Berkeley's Far-Out Avenue

Telegraph Avenue, near UC-Berkeley, has a hodge-podge of 60s counterculture; great bookstores; and newer, offbeat shops.

Berkeley's Telegraph Avenue, illus. by Michael Klein

Telegraph Avenue, between Dwight and Bancroft, is a strip of old-fashioned counter culture.

Telegraph Avenue covers a lot of ground on its five-mile run from downtown Oakland to the University of California at Berkeley. But the four busy blocks closest to the campus span the greatest distance—from the 1960s to today.

As Telegraph crosses Dwight Way, it metamorphoses from an ordinary urban boulevard into a bustling bazaar crammed with old-style counterculture paraphernalia. The street turns into a narrow one-way strip whose broad sidewalks overflow with fresh-faced undergraduates, straggling tourists, and vendors hawking crystals, tie-dyed T-shirts, batik fabrics, incense, and hand-made jewelry. Chain stores give way to independent booksellers, record stores, cafés, tattoo parlors, vintage clothing outlets, and head shops.
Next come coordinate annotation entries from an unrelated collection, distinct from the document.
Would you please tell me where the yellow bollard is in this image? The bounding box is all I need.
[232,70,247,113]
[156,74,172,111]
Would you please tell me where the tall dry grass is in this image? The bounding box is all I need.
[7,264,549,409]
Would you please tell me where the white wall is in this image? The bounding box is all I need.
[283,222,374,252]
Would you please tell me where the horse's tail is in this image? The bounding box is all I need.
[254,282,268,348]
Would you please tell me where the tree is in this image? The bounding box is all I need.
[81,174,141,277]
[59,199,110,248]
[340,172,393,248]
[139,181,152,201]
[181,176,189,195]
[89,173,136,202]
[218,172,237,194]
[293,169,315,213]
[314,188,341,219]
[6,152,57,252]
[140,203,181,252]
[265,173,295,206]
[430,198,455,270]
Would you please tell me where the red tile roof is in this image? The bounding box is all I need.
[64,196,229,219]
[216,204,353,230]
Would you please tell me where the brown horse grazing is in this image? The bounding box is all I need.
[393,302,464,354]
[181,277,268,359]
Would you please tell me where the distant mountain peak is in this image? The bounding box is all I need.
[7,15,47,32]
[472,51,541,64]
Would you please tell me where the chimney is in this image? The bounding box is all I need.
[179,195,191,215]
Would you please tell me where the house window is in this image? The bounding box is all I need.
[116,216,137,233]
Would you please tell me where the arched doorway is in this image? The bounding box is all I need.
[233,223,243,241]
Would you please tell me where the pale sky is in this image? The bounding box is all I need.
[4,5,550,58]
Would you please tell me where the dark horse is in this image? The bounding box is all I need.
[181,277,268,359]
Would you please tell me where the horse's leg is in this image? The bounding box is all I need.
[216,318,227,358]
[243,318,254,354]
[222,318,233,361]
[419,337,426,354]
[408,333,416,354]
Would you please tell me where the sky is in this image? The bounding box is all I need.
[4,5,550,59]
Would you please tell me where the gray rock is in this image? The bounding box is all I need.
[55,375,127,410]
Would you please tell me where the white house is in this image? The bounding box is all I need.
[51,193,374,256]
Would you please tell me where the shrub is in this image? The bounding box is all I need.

Many of the strip's idiosyncratic businesses—founded in the '60s and '70s and still family owned— are as happening as ever. On one rich block between Dwight and Haste, you'll find the Continental Art Shop, a trove of religious icons from many cultures; the Reprint Mint, which offers printed images from Beaux-Arts classics to '60s rock and contemporary film posters; the Lhasa Karnak Herb Company, a fragrant emporium of vitamins, oils, and (of course) herbs; and famous bookstores Moe's and Cody's, which boast galaxies of new and vintage volumes. Newer places—Gilt, a bath- and beauty-product shop with a rubber-duck yellow interior, and Slurp, a hip Asian noodle shop—fit right in. Like their elders, they're distinctive and unpretentious. How cool is that?

WHERE IT IS Just south of the University of California at Berkeley's Sproul Plaza.

WHO WILL LIKE IT Berkeley history buffs, shoppers with an eye for the offbeat, and bibliophiles.

WHEN TO GO Any day, but avoid late nights, when the vibe on the street can turn tough.